- Type: Tell
- Periods: PPNB, Neolithic
- Location: Beqaa Valley, Lebanon
- Part of: Settlement

History
- Built: c. 8200-6200 BC

Site notes
- Excavation dates: 1965-1966
- Archaeologists: Lorraine Copeland, Peter J. Wescombe, Henri de Contenson
- Condition: ruins
- Public access: Yes

= Hashbai =

Archaeological site in Lebanon

Hashbai or Tell Hashbai is an archaeological site on the west of the Beqaa Valley in Lebanon.

The area is watered by the Mount Lebanon reservoirs and sits beside the Wadi Hashbai, close to the Ain Hashbai springs. The site is located on the side of the valley as older sites in the central valley have been deeply covered in soil.

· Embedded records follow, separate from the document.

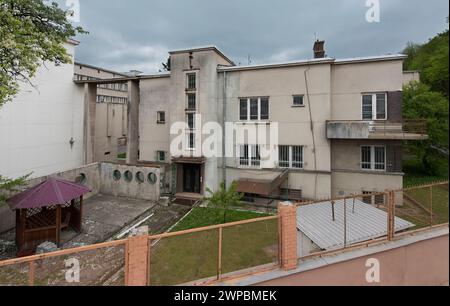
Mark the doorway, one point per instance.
(191, 178)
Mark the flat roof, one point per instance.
(365, 224)
(124, 79)
(99, 68)
(315, 61)
(204, 48)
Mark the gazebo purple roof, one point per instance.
(53, 191)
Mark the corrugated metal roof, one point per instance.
(366, 223)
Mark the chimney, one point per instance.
(319, 50)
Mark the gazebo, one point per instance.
(44, 210)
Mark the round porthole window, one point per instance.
(117, 175)
(140, 177)
(81, 178)
(128, 176)
(152, 178)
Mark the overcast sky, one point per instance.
(137, 34)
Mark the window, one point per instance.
(192, 99)
(254, 109)
(374, 106)
(191, 81)
(161, 155)
(190, 121)
(191, 140)
(250, 155)
(161, 117)
(298, 101)
(290, 157)
(368, 197)
(373, 158)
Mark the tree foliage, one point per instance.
(32, 32)
(429, 99)
(9, 185)
(224, 198)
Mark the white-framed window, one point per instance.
(373, 158)
(161, 155)
(290, 157)
(191, 101)
(190, 119)
(161, 117)
(250, 155)
(190, 140)
(374, 106)
(298, 100)
(254, 109)
(191, 79)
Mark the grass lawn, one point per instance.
(415, 176)
(181, 259)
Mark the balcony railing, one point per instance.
(360, 129)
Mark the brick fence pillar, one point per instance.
(288, 219)
(138, 255)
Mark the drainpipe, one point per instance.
(224, 118)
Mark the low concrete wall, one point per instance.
(144, 190)
(422, 259)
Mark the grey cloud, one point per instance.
(136, 34)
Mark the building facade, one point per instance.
(42, 129)
(111, 114)
(325, 127)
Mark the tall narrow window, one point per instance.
(254, 109)
(250, 155)
(374, 106)
(290, 157)
(244, 155)
(367, 107)
(191, 81)
(366, 160)
(373, 158)
(284, 156)
(264, 108)
(256, 157)
(243, 109)
(191, 121)
(192, 101)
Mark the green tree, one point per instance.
(224, 199)
(9, 185)
(32, 32)
(421, 102)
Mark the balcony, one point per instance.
(359, 129)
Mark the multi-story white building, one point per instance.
(339, 124)
(42, 129)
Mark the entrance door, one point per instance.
(191, 180)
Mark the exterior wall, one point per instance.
(111, 117)
(355, 183)
(421, 263)
(280, 85)
(349, 178)
(37, 126)
(349, 81)
(111, 122)
(169, 94)
(134, 189)
(411, 76)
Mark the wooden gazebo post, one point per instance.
(58, 225)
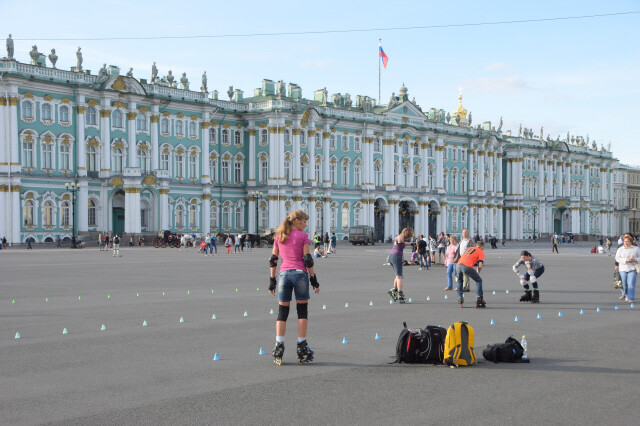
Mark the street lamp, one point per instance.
(257, 195)
(73, 188)
(535, 211)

It was first surveyed and studied in 1965-6 by Lorraine Copeland, Peter Wescombe and Henri de Contenson. Materials found included burnished, red-washed shards of pottery (some with incision decoration), arrowheads, sickle blades with coarse denticulation, obsidian, basalt rubber and a limestone pestle. suggested PPNB or Neolithic dating similar to Tell Ramad, Byblos or Amuq with occupation as late as the Bronze Age. A dark brown and black flint group of later appearance was also detected. It was suggested that if this flint group were to belong with the production period for Dark Faced Burnished Ware or red-washed pottery, then it may carry an even earlier PPNB date. Along with evidence from White Ware in the area, this has suggested that the Beqaa sites are of a sub-group suggested to date earlier chronologically than finds from Byblos.